Basically, pausing during the game should be at least as informative as the preview.
Not displaying vital information during the game is bad. It's comparable to making the exit invisible and showing it only on the preview screen. I don't know any other game than Lemmings that shows the target once, then hides it permanently.
Watching other people play suggests that I'm not alone with forgetting (initial) and (required). Ichotolot has watched namida's live recordings, and namida goes back to the preview occasionally to read the numbers.
Making people remember numbers is a cognitive load that we cannot justify. Whenever we can remove mechanical thinking, it's a good thing to do. Then, we can focus on other things.
People are good at pattern recognition, not at remembering numbers. So let's allow them to do the joyful pattern recognition first, by looking at the level inside the game.

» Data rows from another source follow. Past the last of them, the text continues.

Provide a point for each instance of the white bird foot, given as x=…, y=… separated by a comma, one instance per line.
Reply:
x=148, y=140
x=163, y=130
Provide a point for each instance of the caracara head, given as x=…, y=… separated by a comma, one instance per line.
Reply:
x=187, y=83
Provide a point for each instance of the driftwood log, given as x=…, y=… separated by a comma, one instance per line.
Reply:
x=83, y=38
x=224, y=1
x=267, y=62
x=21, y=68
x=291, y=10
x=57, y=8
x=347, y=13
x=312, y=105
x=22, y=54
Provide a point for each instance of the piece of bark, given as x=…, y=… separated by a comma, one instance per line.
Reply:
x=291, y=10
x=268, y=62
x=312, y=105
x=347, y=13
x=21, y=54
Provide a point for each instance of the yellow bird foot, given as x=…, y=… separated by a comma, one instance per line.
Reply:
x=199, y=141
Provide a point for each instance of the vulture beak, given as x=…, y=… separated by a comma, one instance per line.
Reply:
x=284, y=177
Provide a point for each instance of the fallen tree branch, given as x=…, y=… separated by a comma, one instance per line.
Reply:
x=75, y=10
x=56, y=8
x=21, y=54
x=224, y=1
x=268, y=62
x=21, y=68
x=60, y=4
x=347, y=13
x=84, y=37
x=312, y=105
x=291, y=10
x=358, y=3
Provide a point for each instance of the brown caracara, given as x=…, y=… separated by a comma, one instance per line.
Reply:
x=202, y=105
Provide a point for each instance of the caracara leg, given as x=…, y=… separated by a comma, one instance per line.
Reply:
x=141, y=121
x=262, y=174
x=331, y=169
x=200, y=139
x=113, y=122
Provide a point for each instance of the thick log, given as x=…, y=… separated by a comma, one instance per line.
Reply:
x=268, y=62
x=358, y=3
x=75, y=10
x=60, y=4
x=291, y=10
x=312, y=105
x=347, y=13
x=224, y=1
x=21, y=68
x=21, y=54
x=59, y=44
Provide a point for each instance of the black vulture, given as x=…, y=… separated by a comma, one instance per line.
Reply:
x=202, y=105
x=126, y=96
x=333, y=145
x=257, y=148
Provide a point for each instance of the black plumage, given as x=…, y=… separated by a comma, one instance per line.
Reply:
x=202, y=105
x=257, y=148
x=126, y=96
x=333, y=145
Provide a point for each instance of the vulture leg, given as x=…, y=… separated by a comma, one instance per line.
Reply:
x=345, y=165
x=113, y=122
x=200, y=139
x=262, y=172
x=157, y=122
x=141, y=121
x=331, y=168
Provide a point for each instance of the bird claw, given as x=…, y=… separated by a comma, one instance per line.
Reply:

If an interface has problems, but there is no alternative program, people will use it anyway. And they will learn it, and learn to work around its shortcomings. Lemmings in the early 1990's was exactly such a program. :-)
Uncluttered GUI is a very strong argument in general. When an interface looks like an airplane cockpit, it's badly designed. With too many functions and statistics, you can't make a permanent button/display for everything. However, in the case at hand, we have 2 extremely vital numbers, not 5 rarely needed buttons.
I've always thought that you need 4 numbers for an adequate full-information display: (initial), (out+hatch), (saved), (required). Alone, (out) isn't too useful, either (out+hatch) or (initial-dead) seems better.
From your suggestion of (dead), I suspect there's a 3-number combo that works completely well: (dead), (maxdead = initial - required) and either one of (initial), (out+hatch), (initial - dead). The reasoning is that in singleplayer, we don't care about how many are saved exactly. We mostly care about how many we can still neglect. It remains important to know the initial count for general early-level planning.
Well, the contest levels are about saving a small amount. Here, we care about the exact number to save, not about the neglected. ;-) This type of level is not as common as save-79/80-levels.